Il gueulait, il lui tournait autour et lui mettait des coups de mitaines à chaque fois qu'il posait un pied hors de la limite fictive. Jimmy recula d'un pas, baissa les gants et secoua la tête.
« C'est quoi cet exercice Mickey ? J'y arrive pas. Faut que je bouge pour boxer. Là c'est con, si je reste sur place. Pourquoi tu me fais bosser ça ?
— Pourquoi on fait ça ? Pourquoi on fait ça qu'y m’demande!
— Oui, pourquoi, si j'ai un gars en face, faut que je bouge autour, que je sois sur mes appuis, là c'est con, sauf ton respect...

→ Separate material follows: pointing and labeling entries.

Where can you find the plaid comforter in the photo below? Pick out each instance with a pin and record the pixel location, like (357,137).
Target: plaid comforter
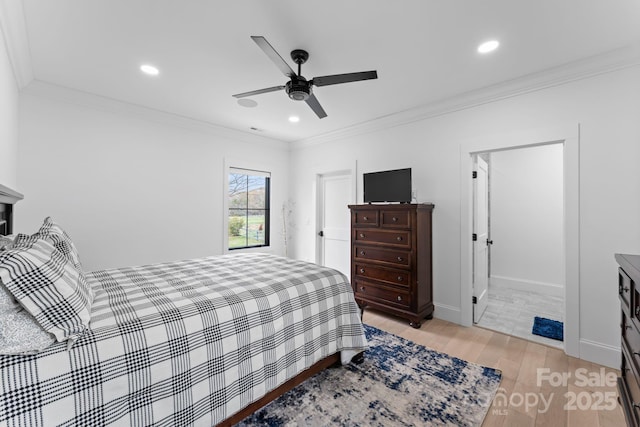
(185,343)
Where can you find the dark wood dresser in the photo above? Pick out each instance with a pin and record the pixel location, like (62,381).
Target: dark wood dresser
(391,259)
(629,292)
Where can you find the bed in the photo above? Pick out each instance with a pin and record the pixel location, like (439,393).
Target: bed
(198,342)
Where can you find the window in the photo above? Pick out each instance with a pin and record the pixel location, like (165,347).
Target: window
(248,208)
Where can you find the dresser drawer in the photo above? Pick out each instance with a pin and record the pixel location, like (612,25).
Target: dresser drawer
(624,291)
(631,340)
(632,389)
(387,295)
(386,237)
(389,275)
(365,218)
(395,219)
(369,253)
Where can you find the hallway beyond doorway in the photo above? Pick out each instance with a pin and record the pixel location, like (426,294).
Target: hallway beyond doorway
(512,311)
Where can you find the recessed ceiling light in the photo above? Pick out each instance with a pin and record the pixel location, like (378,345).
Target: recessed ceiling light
(245,102)
(489,46)
(149,69)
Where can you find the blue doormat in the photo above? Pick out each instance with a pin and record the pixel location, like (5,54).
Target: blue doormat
(548,328)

— Déjà je te défends de remettre en question ce que je me tue à t'enseigner, c'est clair ? Mes exercices sont pas cons.
— C'est que j'ai besoin de comprendre aussi tu vois ?
— T'es un boxeur putain, t'as rien à comprendre mais à t'exercer. Si tu fais ce que je te dis peut-être qu'on arrivera à quelque chose mais si tu poses trop de questions on perd du temps, capiche ? Maintenant pour répondre à ta question monsieur le philosophe, cet exercice con c'est pour t'apprendre à cogner avec le haut du corps. Si tu déroules pas épaule et hanche avec une belle rotation tu n'auras pas de puissance. Et si t'as pas de puissance dans le haut du corps, t'auras beau compenser en te plantant les cannes dans le sol, tu seras pas un bon cogneur. » Jimmy hocha de la tête. « De plus, cria-t-il, cet exercice t'apprend aussi l'équilibre. Si tes pieds sont pas positionnés comme il faut quand tu donnes ton jab, tu vas soit te casser la gueule, soit sortir du rond et alors je te mets un bourre-pif ! J'adore cet exercice, pour un entraineur c'est le plus marrant, et pour un blanc-bec dans ton genre c'est la meilleure leçon de boxe que tu puisses prendre. Allez putain, on y retourne. En garde. »
Les coups fictifs reprirent de plus belle. Les cris de l’entraineur aussi. Ça sentait la sueur dans la petite salle de boxe de Little East Side. Ça sentait le tigre, et l’envie d’en découdre.